Título: Condor: Itália reclama de falta de colaboração
Autor: Araújo, Vera Gonçalves de
Fonte: O Globo, 28/12/2007, O Mundo, p. 29

Procurador diz que autoridades sul-americanas não tiveram interesse na investigação sobre mortes de militantes

ROMA. Autor da investigação que aponta responsabilidades de 13 militares e policiais brasileiros pelos seqüestros dos ítalo-argentinos Horacio Domingo Campiglia e Lorenzo Ismael Viñas, em 1980, o procurador italiano Giancarlo Capaldo reclamou do desinteresse por parte dos governos sul-americanos em colaborar com o caso:

- A falta de colaboração das autoridades desses países complicou muito as coisas. É dificílimo investigar em outro país sem a ajuda de suas autoridades - declarou o procurador do Tribunal de Roma, que interrogou por três horas ontem à tarde o único réu preso dos 140 processados no inquérito.

A Justiça italiana pediu a extradição de 140 militares e policiais sul-americanos acusados de envolvimento em seqüestro, tortura e morte de 25 militantes políticos sul-americanos que também tinham cidadania italiana. Eles foram alvo da Operação Condor, ação conjunta entre os serviços de inteligência de países sul-americanos dominados por ditaduras para reprimir grupos políticos de esquerda nos anos 70 e 80.

Entre os processados estão 13 brasileiros - seis já mortos - acusados pelas mortes de Campiglia e Viñas, ex-militantes do Montoneros, grupo de extrema esquerda da Argentina. Campiglia foi preso no Rio, em março de 1980, e Viñas, no Rio Grande do Sul, em junho do mesmo ano. Eles foram entregues à ditadura do general Jorge Rafael Videla e são considerados desaparecidos políticos.

O Ministério da Justiça italiano ainda não enviou ao Brasil o pedido de extradição dos brasileiros processados. Uma porta-voz do ministro Clemente Mastella disse ao GLOBO:

- Por enquanto, só acompanhamos o caso pela mídia.

Mastella não respondeu à proposta de seu colega Tarso Genro de abrir investigação paralela sobre o caso. O curto-circuito entre a Justiça italiana e a brasileira levou a juíza do processo, em Roma, a incluir na lista dos 13 processados do Brasil pessoas que já morreram há anos.

- Os brasileiros nem sequer comunicaram o nome dos réus mortos, muitos deles famosos, como o general João Figueiredo. Na pior das hipóteses é um caso de implicância, ou desleixo e pouco caso das autoridades - disse um advogado da ONG Peacelink, que seguiu o inquérito aberto em 1998.

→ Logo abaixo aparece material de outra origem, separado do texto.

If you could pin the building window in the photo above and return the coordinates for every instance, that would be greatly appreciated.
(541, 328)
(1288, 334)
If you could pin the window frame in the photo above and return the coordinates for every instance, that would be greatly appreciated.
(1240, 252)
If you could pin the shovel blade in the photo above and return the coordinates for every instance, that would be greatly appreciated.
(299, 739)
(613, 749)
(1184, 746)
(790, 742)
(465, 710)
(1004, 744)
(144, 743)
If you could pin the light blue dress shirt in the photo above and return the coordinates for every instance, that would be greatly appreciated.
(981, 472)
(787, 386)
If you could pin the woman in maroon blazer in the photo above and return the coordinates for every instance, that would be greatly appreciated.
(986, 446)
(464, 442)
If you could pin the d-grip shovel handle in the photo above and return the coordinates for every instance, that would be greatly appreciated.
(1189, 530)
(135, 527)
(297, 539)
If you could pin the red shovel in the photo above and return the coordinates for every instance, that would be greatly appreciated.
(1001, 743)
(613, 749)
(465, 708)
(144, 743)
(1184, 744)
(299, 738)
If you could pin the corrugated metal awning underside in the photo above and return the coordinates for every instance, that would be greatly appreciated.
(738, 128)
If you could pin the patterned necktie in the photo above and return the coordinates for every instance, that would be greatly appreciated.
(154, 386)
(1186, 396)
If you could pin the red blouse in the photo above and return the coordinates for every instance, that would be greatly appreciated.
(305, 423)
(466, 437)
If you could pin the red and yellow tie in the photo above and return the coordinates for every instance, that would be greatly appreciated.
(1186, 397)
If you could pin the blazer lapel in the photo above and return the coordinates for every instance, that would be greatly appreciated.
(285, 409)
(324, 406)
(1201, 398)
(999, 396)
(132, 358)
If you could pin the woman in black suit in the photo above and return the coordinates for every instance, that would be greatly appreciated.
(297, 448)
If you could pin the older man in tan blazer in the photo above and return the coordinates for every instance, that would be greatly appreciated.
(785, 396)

Pendências com Itália aumentam

Capaldo deve enviar ao ministério a lista definitiva das ordens de prisão já sabendo que a Constituição brasileira não permite a extradição de brasileiros. No Ministério da Justiça italiano, sabe-se que este caso aumenta o volume de pendências de extradição entre Brasil e Itália. Até agora, a maioria dos pedidos tratava de italianos condenados por crimes da máfia ou terrorismo.

A mídia italiana deu destaque às declarações de Tarso Genro. A Justiça italiana trabalhou nove anos para concluir as investigações, interrogando centenas de testemunhas na Itália ou nas sedes consulares nos cinco países envolvidos (Brasil, Argentina, Uruguai, Chile e Bolívia).

Em São Paulo, o Grupo Tortura Nunca Mais comemorou a decisão da Justiça italiana.

- Foi um presente para a democracia do mundo todo - afirmou a presidente grupo, a jornalista Rose Nogueira. - Um ato de Natal para lembrar que isso, a tortura de Estado, nunca mais deve acontecer no mundo.

O Tortura Nunca Mais de São Paulo deverá enviar pedido ao governo brasileiro para que abra inquérito, com base na apuração feita pela Itália e nos mandados de prisão italianos.